Once you have determined the proper type and amount of life insurance coverage for your estate planning requirements, it will be important to compare policies from several different carriers (which we do better than anyone else for our clients). This is because the premium costs can vary on life insurance coverage – even on policies that provide the same amount of benefit.
With that in mind, working with an independent life insurance agency that has access to multiple insurance carriers is typically the best way to get an unbiased policy comparison. This can allow you to choose the policy, the benefits, and the premium quote that works the best for you and your specific situation.
Considerations When Planning Your Estate
When planning your estate, there are several factors that you will need to consider. First, you will want to be sure that the proceeds of the life insurance policy are not included in the insured’s estate and that he or she has an incident of ownership in the policy. (An incident of ownership will typically include the right to assign, terminate, name a beneficiary, change a beneficiary, and / or to borrow against the policy’s cash value). Otherwise, the amount of the life insurance policy’s proceeds could be subject to inclusion in the insured’s estate – and thus to estate taxation.

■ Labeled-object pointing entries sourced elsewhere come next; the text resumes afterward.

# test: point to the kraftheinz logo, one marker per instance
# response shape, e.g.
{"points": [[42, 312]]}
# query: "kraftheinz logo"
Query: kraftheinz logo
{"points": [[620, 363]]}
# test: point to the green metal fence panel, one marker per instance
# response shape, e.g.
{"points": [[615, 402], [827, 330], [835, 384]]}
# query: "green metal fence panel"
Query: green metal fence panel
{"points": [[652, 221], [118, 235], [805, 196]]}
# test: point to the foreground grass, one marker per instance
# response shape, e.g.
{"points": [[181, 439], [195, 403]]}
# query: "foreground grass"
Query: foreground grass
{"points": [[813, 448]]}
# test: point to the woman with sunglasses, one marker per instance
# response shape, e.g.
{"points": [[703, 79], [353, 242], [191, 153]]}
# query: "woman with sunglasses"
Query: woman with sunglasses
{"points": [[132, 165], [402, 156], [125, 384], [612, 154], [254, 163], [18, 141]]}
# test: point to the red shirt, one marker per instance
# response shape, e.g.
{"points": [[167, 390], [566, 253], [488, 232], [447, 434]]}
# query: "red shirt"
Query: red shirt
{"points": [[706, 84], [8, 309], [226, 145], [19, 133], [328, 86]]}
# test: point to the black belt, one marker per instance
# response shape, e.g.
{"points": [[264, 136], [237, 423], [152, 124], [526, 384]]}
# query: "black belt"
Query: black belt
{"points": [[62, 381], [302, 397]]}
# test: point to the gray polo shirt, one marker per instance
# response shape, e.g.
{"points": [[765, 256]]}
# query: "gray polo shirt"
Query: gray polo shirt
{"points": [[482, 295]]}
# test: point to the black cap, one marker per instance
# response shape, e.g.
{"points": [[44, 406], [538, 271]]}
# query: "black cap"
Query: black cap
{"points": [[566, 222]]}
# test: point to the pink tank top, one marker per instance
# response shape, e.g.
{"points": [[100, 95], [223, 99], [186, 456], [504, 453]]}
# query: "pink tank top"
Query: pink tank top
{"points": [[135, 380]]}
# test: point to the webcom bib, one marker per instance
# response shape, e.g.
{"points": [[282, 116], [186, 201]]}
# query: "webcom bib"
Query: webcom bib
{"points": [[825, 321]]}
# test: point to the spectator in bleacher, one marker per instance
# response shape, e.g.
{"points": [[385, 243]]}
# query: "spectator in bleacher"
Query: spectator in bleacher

Therefore, in order to help in avoiding this, it will be important to set up a life insurance trust for estate planning. This is because even just naming the estate as the beneficiary will not remove the policy’s death benefits entirely from being includable in the decedent’s gross estate.
However, by making the beneficiary of the life insurance policy an irrevocable trust, assets can instead be protected. In doing so, it is typically best to consult with an experienced advisor to determine your life insurance requirements, as well as in setting up the trust.
Also, once your estate plan has been created, it is not a “set it and forget it” type of plan. Just as life is constantly changing, it will be important to regularly review your plan and to update it whenever changes are needed.
Ideally, you should review your estate plan at least every year. However, you should do so more often if you have had any type of major life changing event. These events would include a birth or death in the family, marriage or divorce, retirement, purchase or sale of a business, or other key occasion.
Taking the Next Step
While estate taxes may never be entirely eliminated, there are ways in which you can reduce them. You can also protect your loved ones and ensure that your assets are shielded from the probate process by creating a solid estate plan.
One of the best ways to ensure that you will have the liquidity that you need, for pennies on the dollar, is by having life insurance included in estate planning. Knowing how to use life insurance for estate planning can provide liquidity and control. No other financial tool can offer the benefits that life insurance does.